A new chamber dating back some 4,500 years has been uncovered in one of the Great Pyramids in Egypt.
The corridor measuring nine metres (30ft) long and more than six feet wide was discovered close to the main entrance of one of the three pyramids at Giza.
The ScanPyramids project used high-tech equipment to unearth the chamber which is located on the northern side of the Pyramid of Khufu.
Archaeologists are puzzled over the function of the chamber, which could not be entered from outside the pyramid.
The project has been ongoing since 2015 and on Thursday there was an unveiling ceremony attended by scientists.
Professor of non-destructive testing, Christian Grosse, said that various scanning techniques were deployed to locate the chamber, including ultrasound measurements and ground penetrating radars.

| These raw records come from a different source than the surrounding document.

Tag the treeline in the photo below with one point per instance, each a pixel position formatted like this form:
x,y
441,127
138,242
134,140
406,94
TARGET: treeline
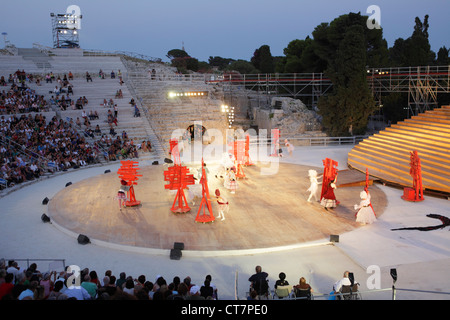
x,y
343,49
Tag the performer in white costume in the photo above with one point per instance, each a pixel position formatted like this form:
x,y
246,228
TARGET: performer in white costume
x,y
223,205
365,212
230,181
314,187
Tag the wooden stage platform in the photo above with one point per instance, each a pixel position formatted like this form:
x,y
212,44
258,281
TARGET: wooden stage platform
x,y
266,211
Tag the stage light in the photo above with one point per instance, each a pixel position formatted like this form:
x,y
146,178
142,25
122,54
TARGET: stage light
x,y
173,94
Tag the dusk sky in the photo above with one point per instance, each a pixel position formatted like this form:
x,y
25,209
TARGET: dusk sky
x,y
230,29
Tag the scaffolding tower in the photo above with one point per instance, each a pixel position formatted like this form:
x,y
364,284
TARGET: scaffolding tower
x,y
65,28
421,83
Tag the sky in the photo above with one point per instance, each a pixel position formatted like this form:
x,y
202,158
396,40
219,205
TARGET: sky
x,y
228,28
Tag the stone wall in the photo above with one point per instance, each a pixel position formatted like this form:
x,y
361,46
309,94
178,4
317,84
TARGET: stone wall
x,y
289,115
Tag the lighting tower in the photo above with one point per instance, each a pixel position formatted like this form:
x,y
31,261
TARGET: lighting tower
x,y
66,28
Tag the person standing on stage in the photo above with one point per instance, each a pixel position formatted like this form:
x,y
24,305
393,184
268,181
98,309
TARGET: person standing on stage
x,y
365,212
122,193
328,198
223,205
314,187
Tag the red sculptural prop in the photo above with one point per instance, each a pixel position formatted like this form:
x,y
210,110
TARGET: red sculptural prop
x,y
179,178
128,172
329,176
416,192
275,143
206,201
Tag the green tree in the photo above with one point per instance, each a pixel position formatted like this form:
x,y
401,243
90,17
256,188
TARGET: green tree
x,y
349,47
262,60
414,51
442,57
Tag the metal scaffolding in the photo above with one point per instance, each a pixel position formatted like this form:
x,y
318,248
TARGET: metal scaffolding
x,y
421,83
65,27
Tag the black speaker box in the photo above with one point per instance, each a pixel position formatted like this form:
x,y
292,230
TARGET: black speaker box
x,y
82,239
175,254
178,245
334,238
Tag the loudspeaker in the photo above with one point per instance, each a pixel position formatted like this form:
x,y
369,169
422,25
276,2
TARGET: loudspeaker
x,y
82,239
393,273
178,245
45,218
334,238
175,254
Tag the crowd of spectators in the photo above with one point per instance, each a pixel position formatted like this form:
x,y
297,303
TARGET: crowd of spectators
x,y
85,284
19,98
32,144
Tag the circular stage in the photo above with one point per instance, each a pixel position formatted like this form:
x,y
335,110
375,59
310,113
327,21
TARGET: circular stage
x,y
266,211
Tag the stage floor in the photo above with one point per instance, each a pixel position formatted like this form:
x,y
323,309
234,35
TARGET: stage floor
x,y
266,211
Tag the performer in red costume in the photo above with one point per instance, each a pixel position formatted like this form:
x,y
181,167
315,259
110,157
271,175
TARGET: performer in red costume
x,y
328,198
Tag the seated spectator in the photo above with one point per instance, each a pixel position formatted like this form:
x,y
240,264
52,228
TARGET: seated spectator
x,y
88,77
90,287
206,291
303,289
282,280
258,281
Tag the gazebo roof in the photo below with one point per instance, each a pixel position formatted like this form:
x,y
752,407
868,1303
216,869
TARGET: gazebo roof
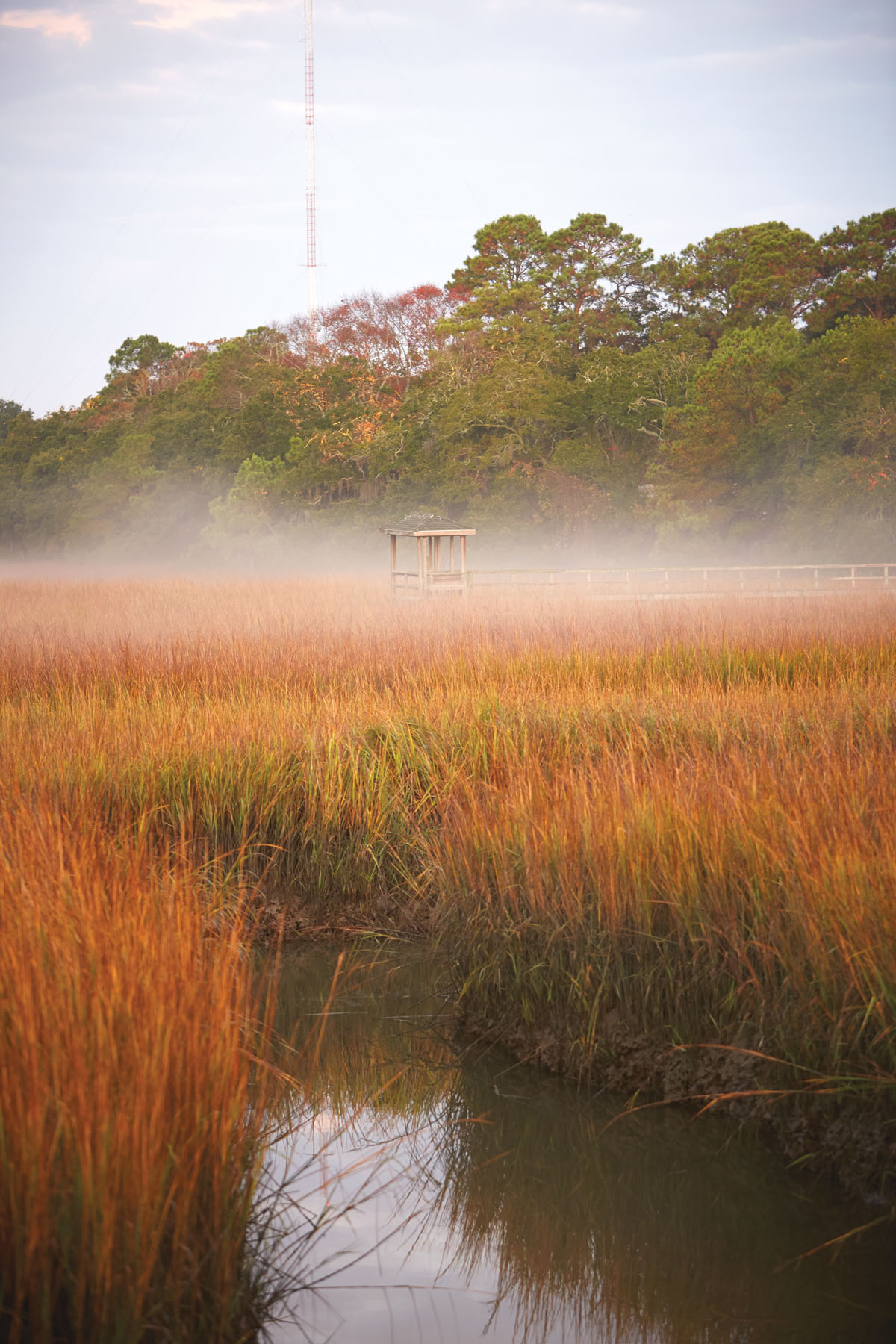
x,y
428,524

Scientists detected the corridor using advanced radiography, then collected images of it by feeding a minuscule endoscope through a tiny joint in the pyramid’s stones.

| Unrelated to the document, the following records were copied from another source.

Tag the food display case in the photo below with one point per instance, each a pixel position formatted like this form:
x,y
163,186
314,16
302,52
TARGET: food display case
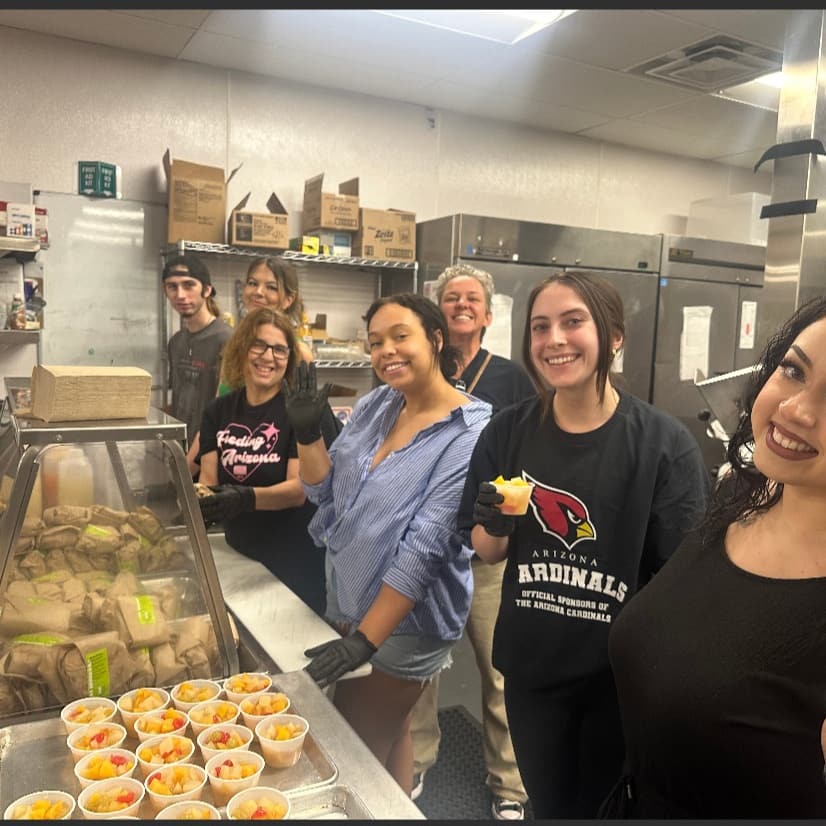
x,y
109,581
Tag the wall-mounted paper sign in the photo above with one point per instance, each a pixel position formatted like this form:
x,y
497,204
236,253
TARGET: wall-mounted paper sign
x,y
694,341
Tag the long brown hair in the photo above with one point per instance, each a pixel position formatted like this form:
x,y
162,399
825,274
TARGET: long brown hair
x,y
604,303
234,358
287,278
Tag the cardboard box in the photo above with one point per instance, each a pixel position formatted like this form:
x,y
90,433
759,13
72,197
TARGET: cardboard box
x,y
336,243
197,201
80,393
305,243
325,210
259,229
388,234
17,220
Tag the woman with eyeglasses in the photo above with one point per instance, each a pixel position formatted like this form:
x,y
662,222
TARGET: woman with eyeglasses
x,y
271,282
250,460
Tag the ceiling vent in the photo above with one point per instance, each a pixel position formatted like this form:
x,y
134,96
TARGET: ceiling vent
x,y
712,64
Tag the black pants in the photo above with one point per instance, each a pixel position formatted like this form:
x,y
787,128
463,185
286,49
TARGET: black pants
x,y
568,743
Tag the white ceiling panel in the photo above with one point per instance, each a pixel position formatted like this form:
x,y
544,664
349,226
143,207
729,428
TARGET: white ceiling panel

Mr Grosse said: ”There are two large limestones at the end chamber, and now the question is what’s behind these stones and below the chamber.”
Egyptian antiquities officials said the discovery could lead to further findings.
Mr Waziri added: “We’re going to continue our scanning so we will see what we can do … to figure out what we can find out beneath it, or just by the end of this corridor.”
Another longer sealed-off corridor was found in 2017, again in the Pyramid of Khufu, measuring 98ft.
The Pyramid of Khufu was named after its creator – a Fourth Dynasty pharaoh who reigned from 2509 to 2483 BC – and is one of three pyramids that make up the Great Pyramids, one of the Seven Wonders of the Ancient World still standing.